The company is planning a larger study, in combination with chemotherapy, later this year to understand whether there are actual therapeutic benefits.
"I'm cautiously optimistic," Libutti said. "I'm hopeful this is going to be a useful addition to the weapons we have for fighting cancer."
One concern that Aggarwal has is that TNF has molecular properties that not only cause the tumors to die but also to grow. Libutti said he wasn't worried about this problem because "the lowest levels we are administering are orders of magnitude higher than the doses that could conceivably have pro-growth effects." Essentially, the tumor is being bombarded.
There is competition out there for CytImmune. GenVec, a Gaithersburg biotech, is already in final-stage testing of a TNF drug that is injected directly into tumors. There are other companies also working on highly targeted cancer treatments using nanotechnology. CytImmune, which has raised $16 million to date, needs to raise more money for the next round of testing.

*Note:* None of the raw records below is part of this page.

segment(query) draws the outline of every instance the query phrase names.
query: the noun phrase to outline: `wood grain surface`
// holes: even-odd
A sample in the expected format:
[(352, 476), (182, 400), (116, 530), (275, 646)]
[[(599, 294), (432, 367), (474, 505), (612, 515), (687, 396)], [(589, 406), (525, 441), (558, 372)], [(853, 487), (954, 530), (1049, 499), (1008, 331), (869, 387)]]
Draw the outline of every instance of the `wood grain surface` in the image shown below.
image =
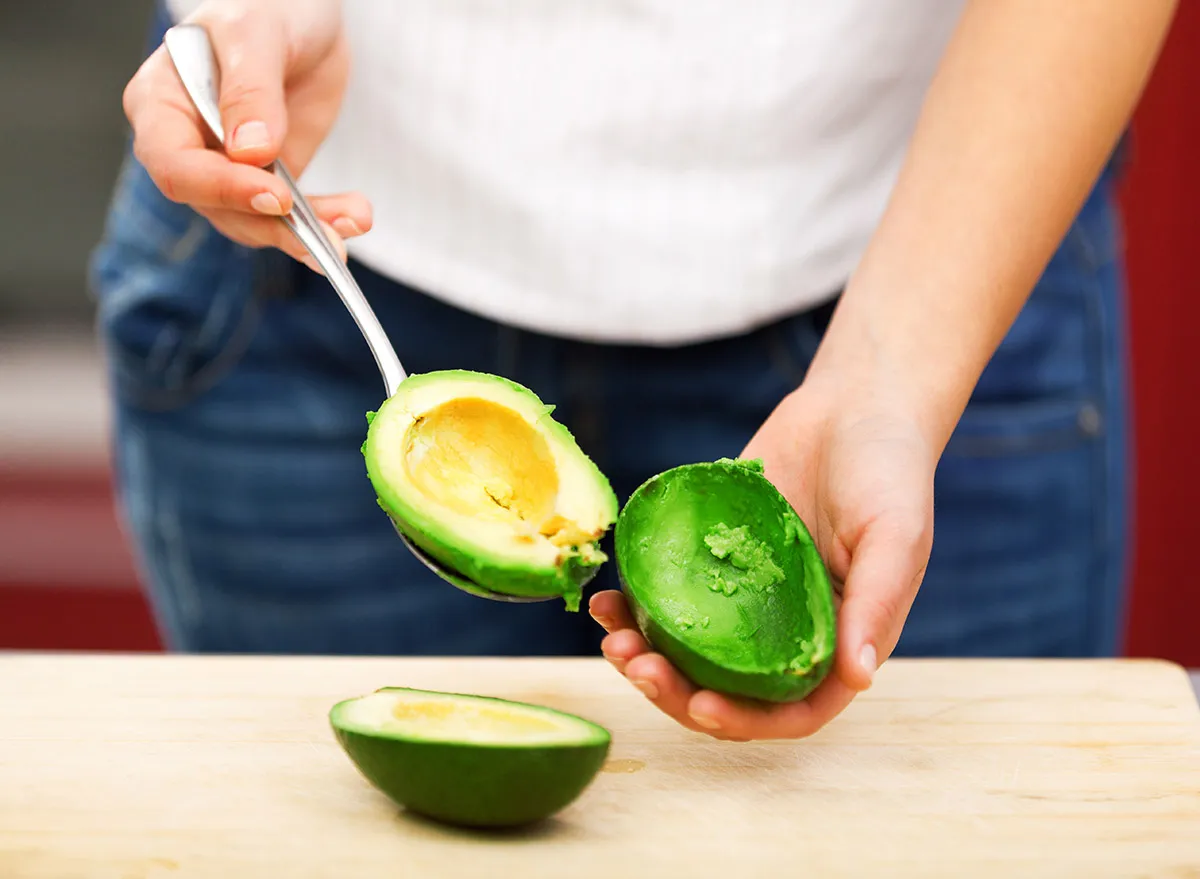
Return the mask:
[[(553, 820), (404, 814), (338, 699), (524, 699), (613, 731)], [(893, 660), (802, 741), (722, 743), (602, 660), (0, 656), (0, 877), (1200, 877), (1200, 710), (1152, 660)]]

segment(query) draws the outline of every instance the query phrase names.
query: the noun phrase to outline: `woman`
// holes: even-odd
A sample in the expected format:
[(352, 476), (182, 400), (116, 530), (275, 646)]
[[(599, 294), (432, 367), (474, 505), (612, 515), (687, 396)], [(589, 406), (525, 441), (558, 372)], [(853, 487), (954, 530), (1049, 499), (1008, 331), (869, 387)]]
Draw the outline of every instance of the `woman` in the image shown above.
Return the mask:
[(205, 149), (156, 49), (92, 281), (169, 645), (599, 636), (461, 594), (392, 534), (359, 453), (379, 378), (290, 258), (260, 168), (282, 155), (409, 371), (532, 387), (622, 497), (686, 460), (763, 459), (838, 580), (835, 674), (774, 708), (697, 692), (598, 592), (605, 654), (679, 723), (808, 735), (896, 651), (1118, 647), (1109, 160), (1174, 2), (170, 7), (214, 40), (228, 140)]

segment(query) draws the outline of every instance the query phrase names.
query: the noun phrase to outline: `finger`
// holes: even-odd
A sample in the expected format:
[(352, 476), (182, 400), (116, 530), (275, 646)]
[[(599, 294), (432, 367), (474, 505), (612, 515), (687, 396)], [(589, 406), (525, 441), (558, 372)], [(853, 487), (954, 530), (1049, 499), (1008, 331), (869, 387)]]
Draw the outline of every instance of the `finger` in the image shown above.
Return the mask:
[(637, 628), (637, 622), (634, 620), (629, 603), (625, 600), (625, 596), (620, 593), (620, 590), (596, 592), (592, 596), (592, 600), (588, 602), (588, 612), (607, 632)]
[(133, 155), (162, 193), (196, 208), (263, 214), (290, 209), (287, 186), (274, 174), (230, 162), (208, 149), (203, 121), (158, 48), (125, 90)]
[(371, 202), (361, 192), (313, 196), (308, 203), (317, 217), (332, 226), (343, 239), (366, 234), (374, 225)]
[(630, 659), (649, 650), (650, 645), (637, 629), (619, 629), (600, 641), (600, 652), (620, 672), (625, 671)]
[(287, 133), (287, 36), (282, 23), (253, 4), (215, 4), (203, 16), (221, 70), (221, 124), (229, 157), (264, 166)]
[(712, 732), (688, 714), (688, 702), (695, 695), (696, 686), (659, 653), (641, 653), (630, 659), (625, 677), (676, 723), (696, 732)]
[[(232, 210), (204, 211), (204, 216), (223, 235), (238, 244), (246, 245), (247, 247), (277, 247), (294, 259), (299, 259), (313, 271), (320, 273), (319, 265), (305, 246), (278, 220), (251, 216), (250, 214)], [(322, 227), (337, 250), (338, 257), (344, 263), (347, 252), (342, 237), (324, 221), (322, 221)]]
[(722, 737), (745, 741), (802, 739), (829, 723), (853, 698), (853, 689), (829, 676), (803, 701), (756, 704), (700, 690), (692, 695), (686, 711), (697, 726)]
[(929, 561), (929, 526), (919, 518), (880, 519), (854, 546), (838, 617), (838, 676), (871, 686), (896, 641)]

The company is avoiding venture capital companies, which may be particularly leery of a TNF treatment, and targeting wealthy angel investors. Donald Kaplan, a retired financial services consultant who lives in Rockville, said he has invested several hundred thousand dollars. He did well early as an angel in the last local biotech company he invested in: Digene, which was sold for $1.6 billion last year.
"The basic concepts here are not that obtuse," he said of CytImmune. "It makes sense. At least it made sense to me." But he knows the chances of failure are great. "Investing in biotech is not like investing in a blue-chip stock. You don't buy biotech stock as part of a retirement investment strategy."